Slamming the dishwasher door shut, Jolene pulled at her apron, locating a peg to hang it on. She would have to go out there, speak to her. Make Ruthie see sense.
She had her hair up in rollers, big ones, because she liked a softer look, but it was still early, nobody else would be out. Full of resolve, she marched across the street to the dilapidated white car.
“Hello in there,” she said. Ruthie sometimes
slept in this car under a quilt made of old wool suit fabric. She checked the back, but couldn’t see inside.
“Ruthie?”
The front seat remained invisible. The car seemed covered with a fine, oily wet layer of skin, as thick as a seal’s. A gust of warm wind lifted her housecoat.
Why did she bother, she groused inwardly. Still, a horde of caterwauling cats of all shapes and sizes clustered around the car. Some moved toward her, sidling up to her ankles, purred, and began to nudge her.
Enough! she thought. She pounded on the driver’s-side door. When there was no response, she tried the handle.
The door, unlocked, fell open, and Ruthie, who never did anyone any harm, fell down out of her seat onto the hot asphalt.
Oh, Jolene thought. Oh, you poor thing. Ruthie looked so little and helpless. Her skin was bright red and her mouth hung open and she wasn’t moving at all.
Was this what death looked like?
Because Ruthie, eyes closed, otherwise looked peaceful. As if she had just fallen asleep.

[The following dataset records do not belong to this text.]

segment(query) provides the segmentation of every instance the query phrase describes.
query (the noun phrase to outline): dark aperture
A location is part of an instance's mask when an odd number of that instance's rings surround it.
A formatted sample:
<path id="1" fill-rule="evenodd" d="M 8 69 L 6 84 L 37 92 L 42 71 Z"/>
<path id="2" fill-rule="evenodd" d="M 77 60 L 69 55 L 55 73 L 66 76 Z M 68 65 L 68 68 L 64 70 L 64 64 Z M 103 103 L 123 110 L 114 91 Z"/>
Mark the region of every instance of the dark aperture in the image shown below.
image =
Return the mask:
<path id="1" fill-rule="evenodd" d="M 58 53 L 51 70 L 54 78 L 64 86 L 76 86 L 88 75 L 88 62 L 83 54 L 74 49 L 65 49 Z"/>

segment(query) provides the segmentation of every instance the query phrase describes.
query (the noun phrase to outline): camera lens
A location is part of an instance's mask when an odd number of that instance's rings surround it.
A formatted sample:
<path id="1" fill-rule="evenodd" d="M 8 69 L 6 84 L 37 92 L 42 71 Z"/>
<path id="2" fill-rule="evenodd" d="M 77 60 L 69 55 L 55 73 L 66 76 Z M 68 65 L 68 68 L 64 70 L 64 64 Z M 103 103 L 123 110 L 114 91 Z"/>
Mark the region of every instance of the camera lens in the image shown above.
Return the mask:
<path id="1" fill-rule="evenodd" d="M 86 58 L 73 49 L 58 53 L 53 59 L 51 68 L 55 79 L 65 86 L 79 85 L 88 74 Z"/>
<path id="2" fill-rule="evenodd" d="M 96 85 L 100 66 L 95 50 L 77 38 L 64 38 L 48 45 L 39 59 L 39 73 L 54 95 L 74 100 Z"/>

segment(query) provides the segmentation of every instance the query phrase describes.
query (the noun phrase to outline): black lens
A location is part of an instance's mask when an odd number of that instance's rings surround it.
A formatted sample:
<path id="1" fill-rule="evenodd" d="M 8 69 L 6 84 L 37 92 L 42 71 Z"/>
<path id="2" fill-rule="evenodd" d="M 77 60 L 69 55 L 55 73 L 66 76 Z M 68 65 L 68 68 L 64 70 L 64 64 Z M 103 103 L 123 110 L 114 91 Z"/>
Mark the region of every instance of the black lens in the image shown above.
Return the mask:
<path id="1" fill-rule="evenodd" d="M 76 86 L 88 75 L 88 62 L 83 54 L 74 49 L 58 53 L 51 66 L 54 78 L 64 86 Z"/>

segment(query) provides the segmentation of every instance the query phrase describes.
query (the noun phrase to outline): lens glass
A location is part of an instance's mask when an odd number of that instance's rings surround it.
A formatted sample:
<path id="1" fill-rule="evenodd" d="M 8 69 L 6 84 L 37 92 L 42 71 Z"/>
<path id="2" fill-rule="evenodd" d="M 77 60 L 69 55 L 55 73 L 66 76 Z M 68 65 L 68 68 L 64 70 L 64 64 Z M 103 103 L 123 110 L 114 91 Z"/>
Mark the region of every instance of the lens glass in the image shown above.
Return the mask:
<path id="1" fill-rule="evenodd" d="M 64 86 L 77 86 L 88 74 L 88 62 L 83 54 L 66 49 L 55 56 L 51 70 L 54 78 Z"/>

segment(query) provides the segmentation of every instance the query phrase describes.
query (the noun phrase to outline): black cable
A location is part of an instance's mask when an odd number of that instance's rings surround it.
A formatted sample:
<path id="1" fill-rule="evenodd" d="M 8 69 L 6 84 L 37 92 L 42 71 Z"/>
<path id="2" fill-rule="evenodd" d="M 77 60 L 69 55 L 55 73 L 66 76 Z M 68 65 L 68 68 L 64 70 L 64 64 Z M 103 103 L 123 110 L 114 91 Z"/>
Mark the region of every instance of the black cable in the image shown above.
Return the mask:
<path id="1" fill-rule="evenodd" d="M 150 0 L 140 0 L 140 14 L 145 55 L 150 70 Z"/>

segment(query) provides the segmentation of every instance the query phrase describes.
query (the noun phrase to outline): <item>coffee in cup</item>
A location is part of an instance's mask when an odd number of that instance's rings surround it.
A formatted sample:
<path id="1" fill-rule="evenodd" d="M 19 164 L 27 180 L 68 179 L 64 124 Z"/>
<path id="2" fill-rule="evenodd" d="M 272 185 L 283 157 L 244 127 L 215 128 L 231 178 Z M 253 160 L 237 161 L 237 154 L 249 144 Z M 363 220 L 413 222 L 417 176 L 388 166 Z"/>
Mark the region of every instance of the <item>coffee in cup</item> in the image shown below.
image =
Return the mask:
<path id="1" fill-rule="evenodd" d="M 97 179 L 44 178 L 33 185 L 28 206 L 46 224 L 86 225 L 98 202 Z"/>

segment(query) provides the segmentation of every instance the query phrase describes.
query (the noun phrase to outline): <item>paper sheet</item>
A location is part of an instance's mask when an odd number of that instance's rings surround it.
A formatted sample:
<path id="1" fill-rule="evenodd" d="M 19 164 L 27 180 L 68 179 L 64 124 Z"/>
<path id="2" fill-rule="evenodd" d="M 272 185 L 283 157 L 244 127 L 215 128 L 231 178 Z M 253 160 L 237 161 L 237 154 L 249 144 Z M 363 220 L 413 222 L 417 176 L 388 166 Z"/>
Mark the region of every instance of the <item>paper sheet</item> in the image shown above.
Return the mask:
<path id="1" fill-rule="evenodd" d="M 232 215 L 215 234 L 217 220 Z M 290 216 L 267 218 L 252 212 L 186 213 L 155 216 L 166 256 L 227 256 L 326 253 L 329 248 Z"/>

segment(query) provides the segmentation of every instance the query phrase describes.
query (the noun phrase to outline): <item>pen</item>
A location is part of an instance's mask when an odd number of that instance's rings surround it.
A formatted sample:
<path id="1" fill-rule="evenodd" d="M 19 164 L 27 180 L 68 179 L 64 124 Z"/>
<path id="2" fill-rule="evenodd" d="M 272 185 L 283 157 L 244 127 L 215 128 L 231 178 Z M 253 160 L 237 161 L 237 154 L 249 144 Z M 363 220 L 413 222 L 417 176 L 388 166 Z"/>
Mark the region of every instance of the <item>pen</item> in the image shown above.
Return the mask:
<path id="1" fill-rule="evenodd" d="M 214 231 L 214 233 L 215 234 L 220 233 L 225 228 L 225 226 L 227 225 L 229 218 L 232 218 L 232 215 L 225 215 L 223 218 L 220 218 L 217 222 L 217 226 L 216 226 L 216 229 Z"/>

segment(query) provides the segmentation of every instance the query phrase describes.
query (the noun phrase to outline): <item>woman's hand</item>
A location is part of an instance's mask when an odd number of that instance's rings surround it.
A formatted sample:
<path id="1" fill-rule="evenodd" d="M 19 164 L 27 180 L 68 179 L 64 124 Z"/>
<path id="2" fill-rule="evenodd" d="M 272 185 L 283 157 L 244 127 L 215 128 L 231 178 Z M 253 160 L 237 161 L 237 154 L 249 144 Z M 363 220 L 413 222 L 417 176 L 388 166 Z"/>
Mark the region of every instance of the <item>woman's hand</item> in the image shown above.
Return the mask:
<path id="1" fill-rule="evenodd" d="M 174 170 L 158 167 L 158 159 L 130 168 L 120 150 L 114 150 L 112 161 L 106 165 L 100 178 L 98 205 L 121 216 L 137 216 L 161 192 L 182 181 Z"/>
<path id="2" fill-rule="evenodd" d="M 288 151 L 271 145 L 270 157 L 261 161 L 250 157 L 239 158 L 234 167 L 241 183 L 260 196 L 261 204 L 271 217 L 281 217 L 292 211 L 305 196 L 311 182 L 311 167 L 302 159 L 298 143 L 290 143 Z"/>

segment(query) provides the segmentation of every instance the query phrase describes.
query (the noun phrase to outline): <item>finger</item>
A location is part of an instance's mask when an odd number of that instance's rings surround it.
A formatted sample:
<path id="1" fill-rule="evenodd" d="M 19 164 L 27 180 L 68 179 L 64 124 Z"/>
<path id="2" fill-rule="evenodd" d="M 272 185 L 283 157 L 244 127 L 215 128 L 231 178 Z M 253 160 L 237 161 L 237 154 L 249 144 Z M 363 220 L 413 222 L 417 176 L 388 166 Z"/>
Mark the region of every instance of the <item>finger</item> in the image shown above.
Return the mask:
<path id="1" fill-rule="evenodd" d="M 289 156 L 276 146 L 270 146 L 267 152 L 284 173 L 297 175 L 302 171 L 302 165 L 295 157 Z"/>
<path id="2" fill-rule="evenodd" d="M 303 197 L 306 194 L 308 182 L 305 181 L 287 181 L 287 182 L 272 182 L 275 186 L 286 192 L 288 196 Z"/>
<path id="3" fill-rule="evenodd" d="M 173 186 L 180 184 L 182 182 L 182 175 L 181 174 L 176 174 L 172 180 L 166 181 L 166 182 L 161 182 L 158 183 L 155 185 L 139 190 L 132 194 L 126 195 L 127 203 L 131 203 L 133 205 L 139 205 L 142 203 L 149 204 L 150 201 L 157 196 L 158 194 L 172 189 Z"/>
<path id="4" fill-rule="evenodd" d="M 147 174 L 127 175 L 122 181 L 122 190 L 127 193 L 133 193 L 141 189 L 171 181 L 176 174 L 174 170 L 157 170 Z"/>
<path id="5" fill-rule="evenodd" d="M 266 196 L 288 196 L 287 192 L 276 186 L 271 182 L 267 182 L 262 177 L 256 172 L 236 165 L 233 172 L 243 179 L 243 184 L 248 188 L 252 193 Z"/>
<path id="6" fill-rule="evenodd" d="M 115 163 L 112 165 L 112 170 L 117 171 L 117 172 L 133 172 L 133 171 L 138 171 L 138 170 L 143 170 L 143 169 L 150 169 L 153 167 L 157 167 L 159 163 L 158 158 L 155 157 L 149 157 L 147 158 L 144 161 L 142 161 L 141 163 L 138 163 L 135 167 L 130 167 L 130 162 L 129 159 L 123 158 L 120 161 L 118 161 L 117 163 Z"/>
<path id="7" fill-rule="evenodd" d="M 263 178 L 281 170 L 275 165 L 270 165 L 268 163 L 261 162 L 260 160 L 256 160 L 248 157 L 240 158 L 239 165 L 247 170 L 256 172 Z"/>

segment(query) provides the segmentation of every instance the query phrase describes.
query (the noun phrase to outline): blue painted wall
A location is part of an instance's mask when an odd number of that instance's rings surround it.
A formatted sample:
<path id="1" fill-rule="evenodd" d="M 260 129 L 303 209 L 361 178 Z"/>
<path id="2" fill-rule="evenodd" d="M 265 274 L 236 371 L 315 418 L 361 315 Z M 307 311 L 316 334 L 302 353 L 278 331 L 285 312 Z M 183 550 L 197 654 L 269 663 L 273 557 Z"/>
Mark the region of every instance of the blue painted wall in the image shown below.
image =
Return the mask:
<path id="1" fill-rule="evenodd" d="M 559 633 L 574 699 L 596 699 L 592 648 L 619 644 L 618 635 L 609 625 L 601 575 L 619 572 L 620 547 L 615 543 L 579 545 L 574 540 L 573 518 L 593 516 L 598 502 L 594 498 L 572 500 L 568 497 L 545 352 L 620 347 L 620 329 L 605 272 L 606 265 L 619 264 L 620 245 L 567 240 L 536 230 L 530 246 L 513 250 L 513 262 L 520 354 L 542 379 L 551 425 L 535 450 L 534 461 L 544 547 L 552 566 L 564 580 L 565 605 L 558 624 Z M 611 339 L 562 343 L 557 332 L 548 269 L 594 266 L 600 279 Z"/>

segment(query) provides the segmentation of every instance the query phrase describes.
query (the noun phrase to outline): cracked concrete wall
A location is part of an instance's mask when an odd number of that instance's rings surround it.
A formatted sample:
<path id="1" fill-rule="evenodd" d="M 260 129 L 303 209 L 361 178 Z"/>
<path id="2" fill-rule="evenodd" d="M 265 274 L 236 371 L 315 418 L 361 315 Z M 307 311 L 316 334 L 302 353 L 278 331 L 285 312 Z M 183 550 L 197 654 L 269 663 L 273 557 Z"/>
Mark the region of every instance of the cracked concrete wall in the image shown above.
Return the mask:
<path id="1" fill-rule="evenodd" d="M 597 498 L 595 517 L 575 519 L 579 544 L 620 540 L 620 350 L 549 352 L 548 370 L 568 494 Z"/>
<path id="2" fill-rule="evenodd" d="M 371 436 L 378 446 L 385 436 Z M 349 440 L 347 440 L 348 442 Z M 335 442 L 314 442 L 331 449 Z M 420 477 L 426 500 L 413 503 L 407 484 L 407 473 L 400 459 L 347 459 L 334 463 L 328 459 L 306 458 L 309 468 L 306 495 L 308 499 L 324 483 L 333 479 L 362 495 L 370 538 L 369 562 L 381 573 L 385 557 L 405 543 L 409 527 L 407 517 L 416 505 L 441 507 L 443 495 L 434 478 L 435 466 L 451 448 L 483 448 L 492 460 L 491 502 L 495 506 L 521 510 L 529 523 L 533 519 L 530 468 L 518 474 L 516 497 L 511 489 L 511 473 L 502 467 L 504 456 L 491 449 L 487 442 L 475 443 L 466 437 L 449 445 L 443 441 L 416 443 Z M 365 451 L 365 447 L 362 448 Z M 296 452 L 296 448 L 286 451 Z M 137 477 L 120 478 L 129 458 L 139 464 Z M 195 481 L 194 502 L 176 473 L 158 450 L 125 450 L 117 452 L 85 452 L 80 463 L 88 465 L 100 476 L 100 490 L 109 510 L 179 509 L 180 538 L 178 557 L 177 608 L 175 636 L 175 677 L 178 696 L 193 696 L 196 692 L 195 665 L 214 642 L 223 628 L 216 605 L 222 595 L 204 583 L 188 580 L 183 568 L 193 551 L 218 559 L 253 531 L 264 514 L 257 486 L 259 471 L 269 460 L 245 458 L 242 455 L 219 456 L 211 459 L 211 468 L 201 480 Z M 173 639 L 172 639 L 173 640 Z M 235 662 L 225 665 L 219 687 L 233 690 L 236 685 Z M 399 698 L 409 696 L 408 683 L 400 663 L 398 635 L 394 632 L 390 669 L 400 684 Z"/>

Nina and Paul had been home from Cachagua and the Bucket for half an hour, and Nina was still in the shower, when Ben Cervantes called with the news. “I thought you’d want to know,” he said. “I heard it from Tory, who just got the call from Jolene. She found Ruthie’s body this morning.”
By the time Paul and Nina arrived, the police had photographed, dusted, and examined for hours. Ruthie still lay on the asphalt after all this time, cordoned off and harshly lit, while the ambulance stood by, waiting for the body to be released.
Gawkers continued to come and stare, to act as witnesses to the ritual of death. Nina recognized Darryl and Tory Eubanks. Tory was carrying her youngest. Some of the neighborhood kids ran back and forth across the street, yelling with excitement as though they were at the circus.
“Find anything?” Paul asked the detective in charge. With a weary look, the detective told Paul to back off, and in the interests of good relations, Paul did that. They waited in the Mustang while the ambulance drove off and the detectives called it a day.
Then they went back over to the parking lot. Ruth Frost’s battered Cutlass was surrounded by yellow caution tape. A deputy had been posted, but, distracted by a pile of questions from Nina, he was rendered innocuous long enough for Paul to take one good look at the car.